The Design And Optimization Research Of Immobilized Microbial Reaction Used For Leachate Treatment

Landfill treatment is the common method of domestic waste treatment at the present stage in our country. Leachate is a high concentration of organic matter and high ammonia-nitrogen content and toxicity of refractory wastewater which is produced by the rain erosion, subsurface or surface infiltration and self-fermentation in the process of landfill. Immobilized microorganisms technology is a simple operation, high efficiency and low cost, the stable operation of wastewater bio-treatment technology. It can be used to treat refractory wastewater, high concentration organic wastewater and wastewater containing heavy metals.Based on the existing structures of immobilized bioreactor, this paper designed an immobilized microbial reactor for leachate treatment. By studying the gas-liquid phase oxygen transfer mechanism in the reaction tank and gas-liquid two-phase flow pattern, provided the theoretical basis for numerical simulation. Using mixture model and standard turbulence model of computational fluent dynamics software Fluent, the influence of aerator installation position and aeration quantity on the hydrodynamics characteristics of gas-liquid two-phase flow in the reaction tank was researched.

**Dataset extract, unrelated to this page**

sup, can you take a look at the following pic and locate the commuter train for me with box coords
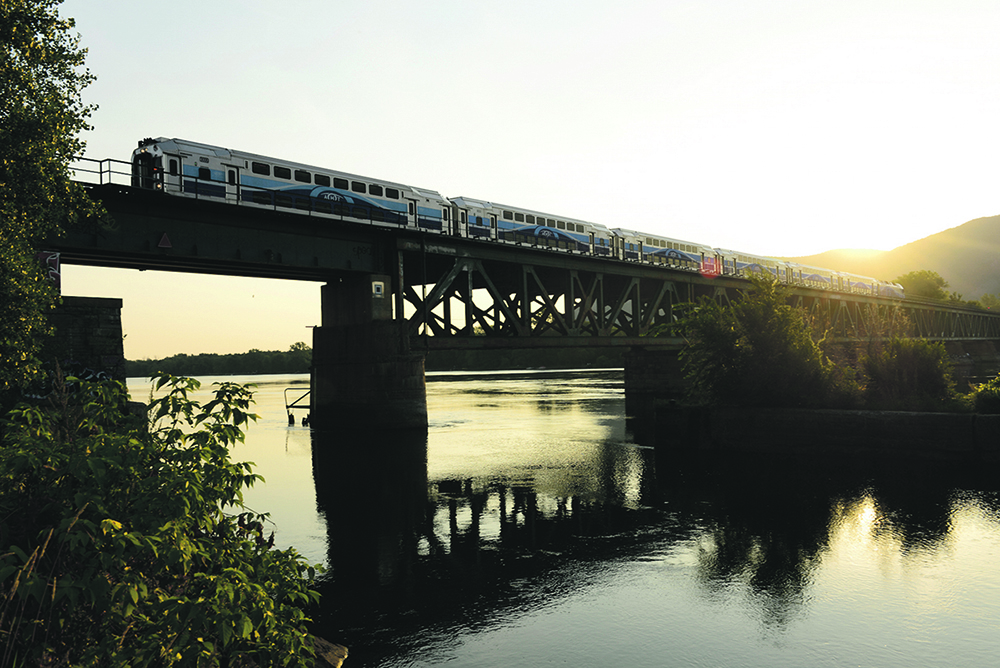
[131,137,905,299]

By considering liquid low rate in reaction tank and fluid flow effects, confirmed that the best aerator installation height was 450mm and the best aeration quantity was 0.43kg·h-1. By designing water oxygenation experiment, investigated the oxygen transfer rate and oxygen saturation value of the reaction tanks under different aerator installation position and different aeration quantity. Best design drawn from the analysis is consistent with the simulation results. The optimized reactor was applied to the experimental study of leachate treatment. Results showed that the removal rate of COD was 34% and the removal rate of NH3-H was 65%. Applied the reaction to the municipal solid waste landfill of guangxi mashan, results showed that the removal rate of COD was 30%-45% and the removal rate of NH3-H was 75%.